Cependant, l’influence de ce modèle politique des Thaï en général s’est heurtée à une limite infranchissable, celle des sociétés égalitaires telles que celles des Miao-Hmong ou des Hani-Akha qui, bien qu’en contact, n’ont pas été ébranlées. Ces groupes ethno-linguistiques de la famille sino-tibétaine, venant du nord, du monde chinois, se sont installés plus récemment, c’est-à- dire depuis la fin du XIXe siècle, sur les parties les plus hautes des montagnes (au dessus de 1400 à 1600 mètres).
La stratification ethnique en trois étages a été reprise par le projet nationaliste lao dans les années 1950, à la fin de la période coloniale française. Le Pathet Lao se l’est appropriée, dans un objectif d’intégration des minorités montagnardes au mouve¬ment révolutionnaire puis à la République Démocratique Populaire Lao d’après 1975. Les populations de différentes origines ont été classées uniformément en : Lao Lum ou Lao des vallées ou basses terres (la majorité des groupes ethnolin¬guistiques thaïs et lao), Lao Theung ou Lao des versants (les autochtones de langue môn-khmer ou Kha dont le groupe principal est celui des Khmu) et Lao Sung ou Lao des hauteurs (les Hmong et Yao avec quelques petits groupes de parler tibéto-birmans à l’extrême nord). Ce «triptyque ethnique», qui était devenu un élément de l’iconographie nationale présent sur les billets de banque, a été aboli officiellement par le Parti en 2002 pour être remplacé par la reconnaissance de plus de 25 groupes ethniques.
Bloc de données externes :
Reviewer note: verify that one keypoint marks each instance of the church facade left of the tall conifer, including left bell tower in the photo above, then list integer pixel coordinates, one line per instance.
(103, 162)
Ceux-ci apparaissent sta¬tistiquement encore plus minoritaires que leur agrégation en deux catégories de Lao Theung et Sung représentant 40% environ de la population nationale (Ovesen J., 2004, 216-224).
Cet étagement ou stratification en trois étages décrit par les géographes et les ethnologues, qui reste la structure de base de l’espace montagneux de l’Eventail nord-indochinois, est de plus en plus remis en cause, bouleversé par la modernisation ou le développement introduits par les Etats-nations qui cherchent à mieux maîtriser ces montagnes situées à leurs frontières.